When it becomes too dark to see what we are doing, we climb down from the roof. Herr Kassel and Herr Schocken go on their way. Herr Schafer says, “We’re all taking turns sleeping here to keep watch. Tonight it’s my turn. It’s good of you to help, Peter. I can’t think why there must be this destruction of the places where people go to find their God. It’s like the wood carving in St. Mary’s of the little mouse gnawing at the roots of
an oak tree. It takes only a few evil people to eat away at the character of a town. Every unkind act cheapens this town and makes it easier for the next person to commit some spitefulness.

“But Peter, some good has come of the evil. Many people on this street have brought us food while we worked, and like yourself, they have lent us a hand. Still it was a cruel thing, and between you and me, Peter, it made me think of leaving Rolfen. Last week I had a letter inviting me to come to a university in the United States. I miss teaching and I feel my life is wasted in the laying of bricks. I was ready to accept, but now I don’t know. It would be running away from my friends at a difficult time. Germany is still my
Vaterland
, my homeland, and I won’t turn it over to a few hoodlums.”

“Do you know who did it, Herr Schafer?”

“The firemen knew it was arson. They could tell almost at once what started the fire from the smell. It was carbon tetrachloride, a chemical used in dry-cleaning shops.”

Dieter Kroner’s name pops into my head. “There’s this boy at school whose father owns a dry-cleaning store. He never believed what Herr Schmidt told us in class about what happened to Jews. I’ll bet he did it.”

“The fire department and the police are investigating.
Leave it to them, Peter. I’m not interested in revenge. Revenge begets revenge. Let’s not speak of it anymore. Tell me how you are. I’ve missed our talks.”

“I wanted to see you, but I made the soccer team and there’s practice in the afternoons and then at night some of us get together for a scrimmage.” The minute the words are out of my mouth, I realize what a lame excuse it is.

“Peter, you’d never believe it from the belly I carry around now, but when I was your age I was quite the soccer player. I played at Heidelberg University. Maybe I’ll come and watch one of your practices.”

I walk home from the synagogue in darkness. Pads of damp leaves lie long the sidewalk and smell of autumn. It’s the strong smell of the leaves that makes me think of Herr Schafer saying the firemen could smell carbon tetrachloride. I don’t want to believe that Dieter would have done something so evil, and even if he had, I wouldn’t know how to prove it. Without proof it would be wrong to accuse him. I don’t understand how God could let such things happen. Father always says, “Don’t judge God by what men do,” but life seems very mysterious, full of questions and not a lot of answers.

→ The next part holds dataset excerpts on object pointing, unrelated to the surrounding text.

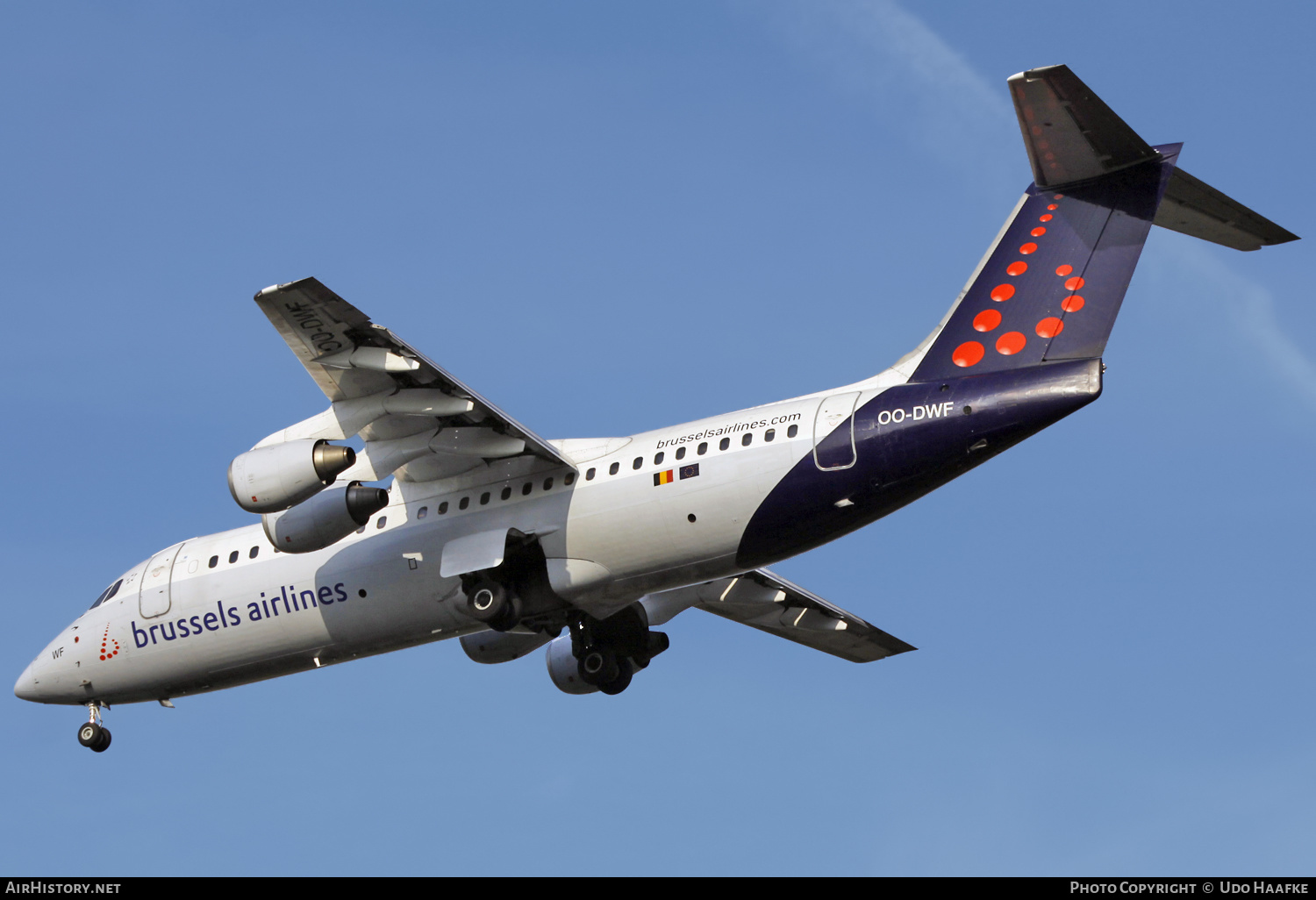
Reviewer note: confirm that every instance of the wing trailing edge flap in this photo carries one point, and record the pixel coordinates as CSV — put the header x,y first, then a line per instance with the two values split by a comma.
x,y
411,412
771,604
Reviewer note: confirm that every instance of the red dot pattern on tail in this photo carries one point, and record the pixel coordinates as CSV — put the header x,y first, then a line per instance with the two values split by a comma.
x,y
105,652
968,353
1049,326
986,320
1011,342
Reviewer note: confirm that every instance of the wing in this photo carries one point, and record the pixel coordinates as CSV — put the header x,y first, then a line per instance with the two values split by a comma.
x,y
418,420
771,604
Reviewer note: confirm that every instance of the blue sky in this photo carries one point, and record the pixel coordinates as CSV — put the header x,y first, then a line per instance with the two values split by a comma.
x,y
610,218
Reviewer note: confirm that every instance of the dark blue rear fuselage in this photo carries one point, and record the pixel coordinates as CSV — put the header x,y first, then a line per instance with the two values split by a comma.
x,y
908,441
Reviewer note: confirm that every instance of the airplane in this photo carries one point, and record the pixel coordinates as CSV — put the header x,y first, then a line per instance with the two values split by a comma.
x,y
510,542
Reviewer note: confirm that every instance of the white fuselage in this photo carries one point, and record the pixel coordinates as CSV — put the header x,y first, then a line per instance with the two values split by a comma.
x,y
228,608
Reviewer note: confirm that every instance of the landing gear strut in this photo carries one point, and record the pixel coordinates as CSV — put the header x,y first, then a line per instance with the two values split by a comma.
x,y
92,733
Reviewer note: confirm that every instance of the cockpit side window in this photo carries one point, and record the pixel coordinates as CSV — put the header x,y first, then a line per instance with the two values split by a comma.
x,y
108,594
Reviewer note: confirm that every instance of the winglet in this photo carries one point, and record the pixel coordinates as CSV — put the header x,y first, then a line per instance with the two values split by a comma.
x,y
1071,136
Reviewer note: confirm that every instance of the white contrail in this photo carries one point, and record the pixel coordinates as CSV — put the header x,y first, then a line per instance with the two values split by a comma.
x,y
889,54
876,49
1189,268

I ask myself why I have made no move to practice my Jewish faith. Do I sincerely believe the Christian
faith in which I was raised, or am I just avoiding a lot of the kind of hatred that caused the burning of the synagogue? When I see ahead of me the lighted windows of our house, I start to run as if someone is chasing me and our house is the only safe place in the world.

To my surprise Herr Schafer turns up the next night for our soccer scrimmage. Anyone interested can play. Herr Buchhalter, the chemistry teacher from school, is there most nights. Karl Mann, a policeman, comes with his red-and-blue striped shirt, and Gustav Uhlich comes too. Werner Kreutzer, the barber, is umpire. Kreutzer actually saw the World Cup championship game when Germany won in 1954, so having him here makes our scrimmage seem like the real thing. Everyone knows Kreutzer longs to play, but he weighs about three hundred pounds and even blowing his whistle leaves him short of breath.